Related questions have been addressed using opencl or intrinsics, but I would like to stick to standard c++.
A minimal example of what I am trying to auto-vectorize would be something like this:
void f(const unsigned char *input, const unsigned size, unsigned char *output) {
constexpr unsigned MAX_SIZE = 2000;
unsigned char odd[MAX_SIZE / 2];
unsigned char even[MAX_SIZE / 2];
for (unsigned i = 0; size > i; ++i) {
if (0 == i % 2) {even[i/2] = input[i];}
else {odd[i/2] = input[i];}
}
//for (unsigned i = 0; size > i; i+=2) {
// even[i/2] = input[i];
// odd[i/2] = input[i+1];
//}
for (unsigned i = 0; size / 2 > i; ++i)
{
output[i] = (even[i] << 4) | odd[i];
}
}
Compiling with g++-11.2, the output of -fopt-info-vec-missed is:
minimal.cpp:6:29: missed: couldn't vectorize loop
minimal.cpp:6:29: missed: not vectorized: control flow in loop.
If I change the implementation to the one that is commented out in the code, g++ fails to vectorize because:
minimal.cpp:11:29: missed: couldn't vectorize loop
minimal.cpp:13:24: missed: not vectorized: not suitable for gather load _13 = *_11;
Considering that it is straightforward to implement this with packed shuffle bytes instructions, I am surprised that g++ can't do it.

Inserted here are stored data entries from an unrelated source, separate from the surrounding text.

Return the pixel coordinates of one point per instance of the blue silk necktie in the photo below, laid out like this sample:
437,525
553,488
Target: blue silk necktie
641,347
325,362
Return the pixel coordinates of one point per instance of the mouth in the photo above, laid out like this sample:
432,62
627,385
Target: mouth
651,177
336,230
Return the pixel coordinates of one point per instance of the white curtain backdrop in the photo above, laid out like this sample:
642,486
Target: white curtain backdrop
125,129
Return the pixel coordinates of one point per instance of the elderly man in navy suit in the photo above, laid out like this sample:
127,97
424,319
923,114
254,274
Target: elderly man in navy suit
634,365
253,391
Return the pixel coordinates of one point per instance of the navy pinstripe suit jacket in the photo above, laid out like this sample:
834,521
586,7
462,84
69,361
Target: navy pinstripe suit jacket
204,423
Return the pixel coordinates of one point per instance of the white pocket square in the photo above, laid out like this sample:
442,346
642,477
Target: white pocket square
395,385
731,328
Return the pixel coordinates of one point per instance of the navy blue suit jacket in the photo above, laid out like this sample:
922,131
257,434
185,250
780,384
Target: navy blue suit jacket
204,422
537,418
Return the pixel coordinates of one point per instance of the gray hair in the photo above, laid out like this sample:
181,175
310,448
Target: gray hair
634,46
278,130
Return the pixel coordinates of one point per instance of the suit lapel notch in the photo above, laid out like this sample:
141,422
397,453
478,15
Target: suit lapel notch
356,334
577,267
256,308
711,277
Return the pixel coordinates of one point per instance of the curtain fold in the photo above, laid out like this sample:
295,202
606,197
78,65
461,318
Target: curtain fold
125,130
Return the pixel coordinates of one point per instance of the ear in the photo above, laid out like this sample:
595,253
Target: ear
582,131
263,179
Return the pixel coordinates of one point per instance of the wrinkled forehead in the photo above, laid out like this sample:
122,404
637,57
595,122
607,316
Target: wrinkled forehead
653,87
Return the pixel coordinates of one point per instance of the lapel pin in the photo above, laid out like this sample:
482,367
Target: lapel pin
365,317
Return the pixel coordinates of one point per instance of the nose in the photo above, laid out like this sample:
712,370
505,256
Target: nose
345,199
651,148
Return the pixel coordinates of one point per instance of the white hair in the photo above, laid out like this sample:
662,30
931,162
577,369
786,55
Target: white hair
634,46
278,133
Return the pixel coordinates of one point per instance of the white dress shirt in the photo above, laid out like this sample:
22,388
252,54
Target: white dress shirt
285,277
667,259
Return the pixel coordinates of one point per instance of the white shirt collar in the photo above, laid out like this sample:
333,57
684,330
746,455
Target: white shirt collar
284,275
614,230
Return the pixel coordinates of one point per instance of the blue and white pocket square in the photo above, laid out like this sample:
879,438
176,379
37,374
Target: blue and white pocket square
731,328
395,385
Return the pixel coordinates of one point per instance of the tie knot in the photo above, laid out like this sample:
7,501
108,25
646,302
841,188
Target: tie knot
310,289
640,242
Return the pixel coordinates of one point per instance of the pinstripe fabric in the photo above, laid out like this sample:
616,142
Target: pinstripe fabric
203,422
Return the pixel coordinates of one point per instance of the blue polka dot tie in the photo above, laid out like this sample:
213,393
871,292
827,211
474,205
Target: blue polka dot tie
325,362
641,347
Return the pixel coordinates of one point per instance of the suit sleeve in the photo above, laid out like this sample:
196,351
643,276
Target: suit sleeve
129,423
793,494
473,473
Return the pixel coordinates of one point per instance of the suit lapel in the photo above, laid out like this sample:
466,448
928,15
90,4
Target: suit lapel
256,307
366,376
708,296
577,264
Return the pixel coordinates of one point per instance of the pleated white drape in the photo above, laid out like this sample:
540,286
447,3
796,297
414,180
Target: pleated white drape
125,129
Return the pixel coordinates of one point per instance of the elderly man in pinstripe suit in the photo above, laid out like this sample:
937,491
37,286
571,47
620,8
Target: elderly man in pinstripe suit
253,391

Is there a way to re-write the loop so that g++ would be able to vectorize it?
Oh, I found @Peter Cordes 's comment and I combined with my initial answer:
https://gcc.godbolt.org/z/bxzsfxPGx
and -fopt-info-vec-missed
doesn't say anything to me
void f(const unsigned char *input, const unsigned size, unsigned char *output) {
constexpr unsigned MAX_SIZE = 2000;
unsigned char odd[MAX_SIZE / 2];
unsigned char even[MAX_SIZE / 2];
for (unsigned i = 0, j = 0; size > i; i += 2, ++j) {
even[j] = input[i];
odd[j] = input[i + 1];
}
for (unsigned i = 0; size / 2 > i; ++i) {
output[i] = (even[i] << 4) | odd[i];
}
}